The Eldar looked back at the Raven Guard, the tone of impatience resonating clearly in her ears. Try as she might, Aeliel couldn’t understand why the Death Angels were so impatient with her. She wondered if they were always that way or if it was simply in response to being around her.


“The reliquary is close, Death Angel. It will not be much longer and you will be able to return to your home,” the girl remarked before returning her attention to that path in front of her.


“Why does she keep calling us that?” Graphin grumbled.


“Probably because she doesn’t know what else to call you. I doubt there have been many Astartes Chapters paying this planet a visit in the last ten thousand or so years. You shouldn’t take offense, Brother Graphin, as most people see you and your brethren as such in the Imperium as well,” Inquisitor Andiron commented casually.


“She is not of the Imperium…” Sergeant Silinus spoke up.


“Fair point…” Lucian conceded, “But it does speak volumes of your reputation as warriors if planets that have never before felt your fury respect it.”


Silinus snorted but made no attempt at a rebuttal. His experience dealing with the young Inquisitor had been full of strange twists, not the least of which being the inclusion of the alien into their group. Usefulness aside, it was unorthodox and against everything he had ever come to accept about the Eldar.
As if summoned by Graphin’s impatience, the group came upon a door that looked much like the one they had gone through earlier, just a lot smaller. Aeliel again approached a small collection of runes that began to glow dimly as she drew near them. She gingerly pressed a few of them and stepped back, even managing to remain still when the door emitted a sharp crack right before it slid open. The Inquisitor wasted no time approaching the door, and was pleased that the Eldar girl made no attempts to stop him this time.


The chamber that had been revealed by the door’s retreat was filled with brightly colored banners, glowing Eldar runes, and other finery that seemed much too important to keep locked away. Many of the stands that once likely held object stood empty, giving only hints as to what might have rested upon them in millennia past. Only one pedestal still held an artifact, and Lucian was eager to retrieve it.

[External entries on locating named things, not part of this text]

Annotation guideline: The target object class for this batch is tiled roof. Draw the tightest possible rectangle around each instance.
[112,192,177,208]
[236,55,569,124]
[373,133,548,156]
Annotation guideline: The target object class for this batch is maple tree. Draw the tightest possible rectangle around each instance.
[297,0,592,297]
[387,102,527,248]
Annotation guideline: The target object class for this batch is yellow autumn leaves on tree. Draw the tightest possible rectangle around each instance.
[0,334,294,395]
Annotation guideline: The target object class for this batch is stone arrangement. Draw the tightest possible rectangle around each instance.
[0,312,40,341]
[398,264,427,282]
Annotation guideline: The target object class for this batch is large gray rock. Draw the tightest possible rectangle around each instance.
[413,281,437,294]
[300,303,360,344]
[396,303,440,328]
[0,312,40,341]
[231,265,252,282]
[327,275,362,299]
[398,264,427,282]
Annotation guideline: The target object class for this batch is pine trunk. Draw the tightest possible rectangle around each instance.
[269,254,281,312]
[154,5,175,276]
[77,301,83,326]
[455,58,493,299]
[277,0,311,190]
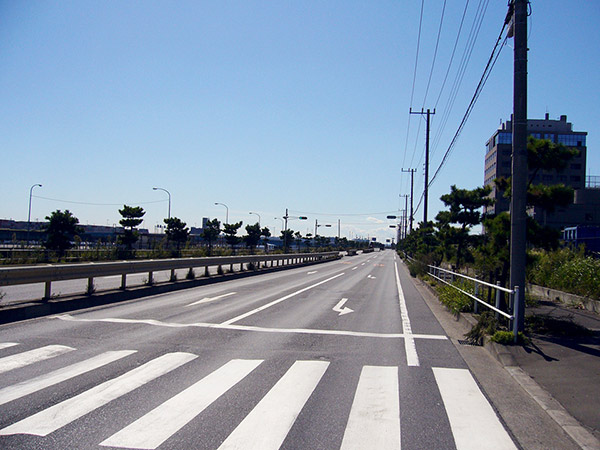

Upon the surface of the pedestal sat a large, ornately covered book. The runes were alien to the Inquisitor, but the craftsmanship required to create such intricate designs was undeniable. Without saying a word, Lucian lifted the cover and gazed upon the text underneath. The pages were just as indecipherable as the cover, but it was still beautiful to gaze upon. As he thumbed through the thing, he wondered just how long Inquisitorial scholars would need to study the thing before they coxed any tangible knowledge out of it.


“That is the Book of Lost Glory,” Aeliel said, translating what Lucian assumed was the cover runes for him.”


“It’s a history then?” Lucian asked, turning to regard the Eldar.


“Not so much,” the girl said, reaching over to grasp a handful of the pages. Turning them all at once, she uncovered a very intricately penned stellar map. Several runes were scribed next to large dots on the picture, though even that didn’t seem to mar the thing’s aesthetic quality.


“It is a map of all the places of glory that once belonged to our people. Relic worlds, places that were used to hide weapons of great importance, a great many things that would be of significant worth to any who could find them,” Aeliel explained.


“A treasure beyond any I could have hoped to have found here,” the Inquisitor said as he closed the book and pulled it off the pedestal.


“You have your book, now let us be gone from this place,” Sergeant Silinus said as he turned back toward the door they had entered through.


The group retraced their steps, the journey leaving a much quicker affair. They managed to reach the entrance of the transport without getting lost even once, a praiseworthy feat given that Silinus had been in a rush to leave and almost made several wrong turns.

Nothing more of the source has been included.